Kecaman Callicles yang terkenal itu mencakup tuduhan filosofi sebagai pekerjaan kekanak-kanakan yang, jika dikejar pemuda masa lalu, mengganggu pengejaran kekuasaan secara jantan, menumbuhkan ketidaktahuan yang hina tentang bagaimana dunia politik yang sebenarnya bekerja, dan menjadikan pemiliknya banci dan tak berdaya.
Teladannya tidak lain adalah Socrates; filsafat akan (katanya secara profetis) membuat Socrates tidak berdaya seandainya dia didakwa. Ketidakberdayaan dalam menghadapi kebodohan hoi polloi memalukan dan menyedihkan (486a-c). Sebaliknya, apa artinya memiliki kekuatan; Callicles cukup eksplisit: kekuatan adalah kemampuan untuk memenuhi keinginan apa pun yang Anda miliki.Â
Kekuasaan adalah kebebasan, kebebasan adalah lisensi (492a-c). Kapasitas untuk melakukan apa yang diinginkan seseorang adalah pemenuhan dalam arti realisasi kenikmatan. Retorika adalah sarana untuk mencapai tujuan itu.

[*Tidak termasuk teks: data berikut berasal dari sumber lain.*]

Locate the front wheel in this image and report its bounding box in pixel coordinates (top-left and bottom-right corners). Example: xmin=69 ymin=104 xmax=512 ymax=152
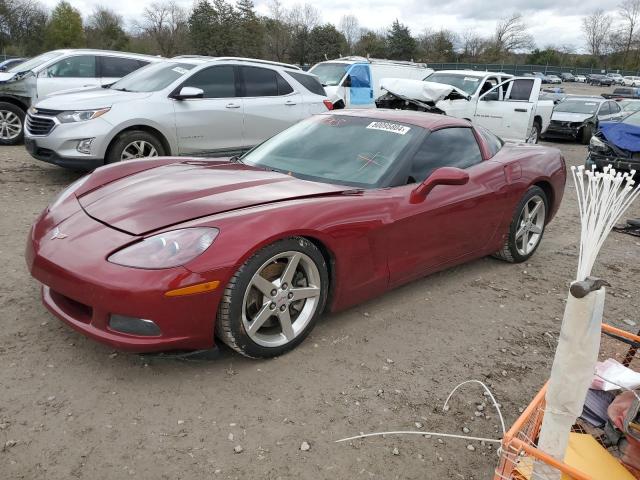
xmin=105 ymin=130 xmax=165 ymax=163
xmin=215 ymin=237 xmax=329 ymax=358
xmin=0 ymin=102 xmax=25 ymax=145
xmin=493 ymin=186 xmax=549 ymax=263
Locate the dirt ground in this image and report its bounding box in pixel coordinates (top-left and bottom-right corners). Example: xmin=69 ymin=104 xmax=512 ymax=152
xmin=0 ymin=89 xmax=640 ymax=480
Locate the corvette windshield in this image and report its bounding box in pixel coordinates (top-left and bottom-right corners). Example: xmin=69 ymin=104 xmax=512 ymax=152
xmin=242 ymin=115 xmax=424 ymax=188
xmin=553 ymin=100 xmax=599 ymax=115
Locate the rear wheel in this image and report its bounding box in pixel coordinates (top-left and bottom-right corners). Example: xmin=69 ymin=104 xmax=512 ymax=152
xmin=105 ymin=130 xmax=166 ymax=163
xmin=216 ymin=237 xmax=329 ymax=358
xmin=0 ymin=102 xmax=25 ymax=145
xmin=494 ymin=186 xmax=548 ymax=263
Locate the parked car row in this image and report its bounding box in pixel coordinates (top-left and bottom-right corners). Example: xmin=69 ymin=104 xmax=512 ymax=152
xmin=25 ymin=57 xmax=333 ymax=170
xmin=0 ymin=49 xmax=161 ymax=145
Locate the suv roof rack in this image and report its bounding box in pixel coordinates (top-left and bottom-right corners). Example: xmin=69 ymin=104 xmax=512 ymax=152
xmin=214 ymin=57 xmax=302 ymax=70
xmin=336 ymin=55 xmax=427 ymax=67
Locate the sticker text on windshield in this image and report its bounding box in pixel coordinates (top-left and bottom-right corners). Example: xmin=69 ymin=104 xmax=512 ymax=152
xmin=367 ymin=122 xmax=411 ymax=135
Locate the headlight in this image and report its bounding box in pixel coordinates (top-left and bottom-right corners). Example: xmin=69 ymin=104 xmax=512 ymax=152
xmin=589 ymin=135 xmax=609 ymax=151
xmin=58 ymin=107 xmax=111 ymax=123
xmin=49 ymin=175 xmax=90 ymax=210
xmin=107 ymin=227 xmax=219 ymax=269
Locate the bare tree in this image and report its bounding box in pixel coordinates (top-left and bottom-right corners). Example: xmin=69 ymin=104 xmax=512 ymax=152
xmin=338 ymin=15 xmax=362 ymax=53
xmin=139 ymin=0 xmax=187 ymax=57
xmin=494 ymin=12 xmax=532 ymax=54
xmin=618 ymin=0 xmax=640 ymax=65
xmin=461 ymin=30 xmax=487 ymax=61
xmin=582 ymin=8 xmax=611 ymax=57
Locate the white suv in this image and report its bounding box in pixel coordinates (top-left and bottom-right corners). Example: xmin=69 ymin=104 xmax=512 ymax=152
xmin=0 ymin=49 xmax=160 ymax=145
xmin=25 ymin=56 xmax=333 ymax=170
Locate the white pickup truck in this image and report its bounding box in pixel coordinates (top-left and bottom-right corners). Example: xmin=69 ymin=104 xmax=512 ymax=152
xmin=376 ymin=70 xmax=553 ymax=143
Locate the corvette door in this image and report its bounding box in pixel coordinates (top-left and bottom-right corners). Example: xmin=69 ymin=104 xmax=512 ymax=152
xmin=473 ymin=77 xmax=540 ymax=142
xmin=173 ymin=65 xmax=245 ymax=155
xmin=389 ymin=128 xmax=504 ymax=284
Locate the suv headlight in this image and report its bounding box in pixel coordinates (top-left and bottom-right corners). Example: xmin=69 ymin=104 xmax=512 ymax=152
xmin=107 ymin=227 xmax=219 ymax=270
xmin=58 ymin=107 xmax=111 ymax=123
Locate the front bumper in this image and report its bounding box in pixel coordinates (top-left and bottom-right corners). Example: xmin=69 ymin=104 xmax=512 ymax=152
xmin=25 ymin=116 xmax=113 ymax=171
xmin=25 ymin=207 xmax=229 ymax=352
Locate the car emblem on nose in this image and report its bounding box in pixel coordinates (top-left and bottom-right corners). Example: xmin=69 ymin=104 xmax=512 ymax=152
xmin=49 ymin=227 xmax=67 ymax=240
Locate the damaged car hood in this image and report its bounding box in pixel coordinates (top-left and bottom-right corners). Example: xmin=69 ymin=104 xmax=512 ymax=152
xmin=78 ymin=160 xmax=352 ymax=235
xmin=600 ymin=122 xmax=640 ymax=152
xmin=380 ymin=78 xmax=469 ymax=103
xmin=551 ymin=112 xmax=594 ymax=122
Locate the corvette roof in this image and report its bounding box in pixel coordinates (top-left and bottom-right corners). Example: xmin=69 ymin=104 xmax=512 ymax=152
xmin=322 ymin=108 xmax=471 ymax=130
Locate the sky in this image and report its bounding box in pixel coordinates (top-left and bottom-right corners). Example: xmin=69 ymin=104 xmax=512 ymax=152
xmin=41 ymin=0 xmax=617 ymax=52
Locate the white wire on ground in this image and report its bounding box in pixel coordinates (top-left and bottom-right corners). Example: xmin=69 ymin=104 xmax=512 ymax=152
xmin=571 ymin=165 xmax=640 ymax=281
xmin=335 ymin=380 xmax=506 ymax=443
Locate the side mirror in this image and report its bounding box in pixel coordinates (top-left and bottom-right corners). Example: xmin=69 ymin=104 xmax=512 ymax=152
xmin=409 ymin=167 xmax=469 ymax=203
xmin=171 ymin=87 xmax=204 ymax=100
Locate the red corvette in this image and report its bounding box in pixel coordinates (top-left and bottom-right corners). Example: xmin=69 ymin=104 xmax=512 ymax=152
xmin=26 ymin=110 xmax=566 ymax=357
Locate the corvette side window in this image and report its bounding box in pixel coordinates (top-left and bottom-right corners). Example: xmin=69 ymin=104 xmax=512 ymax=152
xmin=407 ymin=127 xmax=482 ymax=183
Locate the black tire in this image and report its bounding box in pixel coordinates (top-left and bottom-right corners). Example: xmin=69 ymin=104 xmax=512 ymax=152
xmin=493 ymin=185 xmax=549 ymax=263
xmin=0 ymin=102 xmax=26 ymax=145
xmin=105 ymin=130 xmax=167 ymax=163
xmin=580 ymin=124 xmax=593 ymax=145
xmin=215 ymin=237 xmax=329 ymax=358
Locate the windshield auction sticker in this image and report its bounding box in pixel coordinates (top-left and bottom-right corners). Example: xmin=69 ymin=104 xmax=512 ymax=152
xmin=367 ymin=122 xmax=411 ymax=135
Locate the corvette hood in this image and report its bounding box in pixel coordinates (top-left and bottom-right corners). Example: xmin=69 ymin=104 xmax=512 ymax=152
xmin=551 ymin=112 xmax=593 ymax=122
xmin=78 ymin=160 xmax=350 ymax=235
xmin=37 ymin=87 xmax=151 ymax=110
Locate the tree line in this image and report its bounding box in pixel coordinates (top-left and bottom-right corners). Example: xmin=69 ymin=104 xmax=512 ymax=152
xmin=0 ymin=0 xmax=640 ymax=69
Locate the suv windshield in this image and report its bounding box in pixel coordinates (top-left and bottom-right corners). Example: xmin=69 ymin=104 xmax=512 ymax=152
xmin=241 ymin=115 xmax=425 ymax=188
xmin=309 ymin=63 xmax=349 ymax=87
xmin=111 ymin=62 xmax=195 ymax=92
xmin=553 ymin=100 xmax=600 ymax=115
xmin=7 ymin=51 xmax=62 ymax=73
xmin=424 ymin=72 xmax=482 ymax=95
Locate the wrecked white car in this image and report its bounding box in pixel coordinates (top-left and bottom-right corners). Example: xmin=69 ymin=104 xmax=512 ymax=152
xmin=376 ymin=70 xmax=553 ymax=143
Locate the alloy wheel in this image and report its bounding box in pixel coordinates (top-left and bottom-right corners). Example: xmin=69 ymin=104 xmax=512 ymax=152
xmin=0 ymin=110 xmax=22 ymax=140
xmin=242 ymin=251 xmax=322 ymax=347
xmin=120 ymin=140 xmax=158 ymax=160
xmin=516 ymin=195 xmax=546 ymax=256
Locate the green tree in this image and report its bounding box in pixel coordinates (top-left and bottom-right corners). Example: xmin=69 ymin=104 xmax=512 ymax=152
xmin=85 ymin=7 xmax=129 ymax=50
xmin=308 ymin=23 xmax=349 ymax=63
xmin=236 ymin=0 xmax=264 ymax=58
xmin=387 ymin=19 xmax=417 ymax=60
xmin=45 ymin=0 xmax=86 ymax=50
xmin=354 ymin=31 xmax=387 ymax=58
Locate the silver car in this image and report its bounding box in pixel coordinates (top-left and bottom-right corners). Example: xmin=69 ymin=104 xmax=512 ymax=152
xmin=25 ymin=57 xmax=332 ymax=170
xmin=0 ymin=49 xmax=161 ymax=145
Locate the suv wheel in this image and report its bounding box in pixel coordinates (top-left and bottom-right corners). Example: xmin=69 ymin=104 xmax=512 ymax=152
xmin=105 ymin=130 xmax=166 ymax=163
xmin=0 ymin=102 xmax=25 ymax=145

Karena itu, pertengkaran antara retorika dan filsafat, pada akhirnya membahas sejumlah masalah mendasar. "Retorika" diambil di sini untuk membentuk seluruh pandangan dunia.Â
Pertengkarannya dengan filsafat bersifat komprehensif, dan menyandang sifat alami; keberadaan norma-norma moral objektif; hubungan (jika ada) antara kebahagiaan dan kebajikan; sifat dan batas akal; nilai akal (dipahami sebagai pengejaran rasional tujuan objektif) dalam kehidupan manusia; sifat jiwa atau diri; dan pertanyaan apakah ada perbedaan antara kesenangan sejati dan salah, yaitu apakah kesenangan itu baik.Â
Sangat mengejutkan  sementara Socrates ingin membedakan pembuatan pidato "retorika" dengan pendekatan dialog filosofisnya sendiri, dalam praktiknya perbedaan itu kabur. Socrates  mulai berbicara panjang lebar, kadang-kadang terdengar retoris, dan mengakhiri diskusi dengan sebuah mitos. Callicles mengedepankan posisi substantif (didasarkan pada versi perbedaan antara alam dan konvensi) dan mempertahankannya.Â
Pelanggaran genre retorika ini ke satu sisi, dari sudut pandang Sokrates, pertanyaan filosofis utama yang dipertaruhkan menyangkut bagaimana seseorang harus menjalani kehidupannya (500c). Apakah kehidupan "politik," dipahami sebagai pengejaran kekuasaan dan kemuliaan, lebih tinggi dari kehidupan filsafat;
Pembaca dialog akan berbeda, apakah argumen yang ditawarkan memutuskan masalah atau tidak. Inti dari perdebatan adalah seperti saat ini hari ini, baik dalam konteks akademik dan non-akademik, seperti pada zaman Platon. Â Â
Meskipun puisi ada di sini sebagai spesies retorika, banyak pekerjaan harus dilakukan untuk menunjukkan  tesis substantif yang dilakukan puisi, menurut Republik , sama dengan tesis substantif untuk yang retorika dilakukan, menurut Gorgias
Apakah semua retorika buruk; Apakah kita harus menghindari  memang, bisakah kita menghindari  retorika sama sekali; Bahkan di Gorgias, seperti yang telah kita lihat, ada perbedaan antara retorika yang menanamkan kepercayaan, dan retorika yang menanamkan pengetahuan, dan kemudian dalam dialog bentuk retorika mulia disebutkan, meskipun tidak ada contoh praktisi yang dapat ditemukan (503a -b). Phaedrus menawarkan penjelasan yang lebih rinci tentang perbedaan ini.
Daftar Pustaka:
Wardy, R., 1996, The Birth of Rhetoric: Gorgias, Plato and their Successors, London: Routledge.